Author Interviews, Cancer Research, Pharmaceutical Companies / 20.05.2022
Glutamine Antagonist Sirpiglenastat (DRP-104) Has Therapeutic Potential in Targeting Lung Cancer, SCCHN, and Prostate Cancer
MedicalResearch.com Interview with:
Robert Wild, Ph.D
Chief Scientific Officer
Dracen Pharmaceuticals
MedicalResearch.com: What is the background for the development of sirpiglenastat, i.e., would you briefly explain what is meant by glutamine antagonist?
Response: Cancer cells consume and use glutamine for both energy generation and as a source of carbon and nitrogen for biomass accumulation. Many oncogenes and tumor suppressor genes drive large-scale metabolic reprogramming of tumors into glutamine addiction. These highly proliferating tumors create a hostile and immunosuppressive tumor microenvironment (TME), which is nutrient- depleted, acidic and hypoxic in nature.

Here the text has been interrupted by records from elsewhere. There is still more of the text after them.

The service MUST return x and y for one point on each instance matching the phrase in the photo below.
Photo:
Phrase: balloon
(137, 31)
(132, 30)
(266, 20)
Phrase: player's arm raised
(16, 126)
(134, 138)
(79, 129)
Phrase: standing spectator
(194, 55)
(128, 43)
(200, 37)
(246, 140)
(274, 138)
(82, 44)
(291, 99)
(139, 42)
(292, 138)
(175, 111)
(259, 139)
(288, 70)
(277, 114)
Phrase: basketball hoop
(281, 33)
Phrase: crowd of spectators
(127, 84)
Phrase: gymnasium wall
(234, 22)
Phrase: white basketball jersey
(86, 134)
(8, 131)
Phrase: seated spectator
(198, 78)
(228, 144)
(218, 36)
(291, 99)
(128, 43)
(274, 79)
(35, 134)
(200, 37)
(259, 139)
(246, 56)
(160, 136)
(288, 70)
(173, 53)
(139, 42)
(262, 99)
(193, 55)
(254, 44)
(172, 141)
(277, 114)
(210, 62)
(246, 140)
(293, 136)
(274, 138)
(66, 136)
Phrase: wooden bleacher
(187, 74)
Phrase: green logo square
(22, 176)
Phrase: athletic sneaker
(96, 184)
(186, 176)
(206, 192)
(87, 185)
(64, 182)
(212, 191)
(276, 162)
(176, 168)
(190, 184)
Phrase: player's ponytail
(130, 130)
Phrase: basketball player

Sirpiglenastat (DRP-104), is a novel broad-acting glutamine antagonist that inhibits all 10 known glutamine metabolism enzymes. DRP-104 was designed to preferentially inhibit glutamine metabolism in tumors and associated TME and not in normal tissues, providing a large therapeutic window.
DRP-104 demonstrates powerful direct apoptotic (cell death) properties and immune modulatory mechanisms through broad remodeling of the TME to infer DRP-104 impacts immune-metabolism.
Inhibition of glutamine metabolism leads to:
- Induction of apoptosis in glutamine-addicted tumor cells leading to substantial single-agent activity and tumor regressions
- Rebalance of the TME that enhances immune cell infiltration and function
- Differentiation and modulation of adaptive and innate immune cells toward a highly proliferative, activated and long-lived phenotype for a long-term durable response.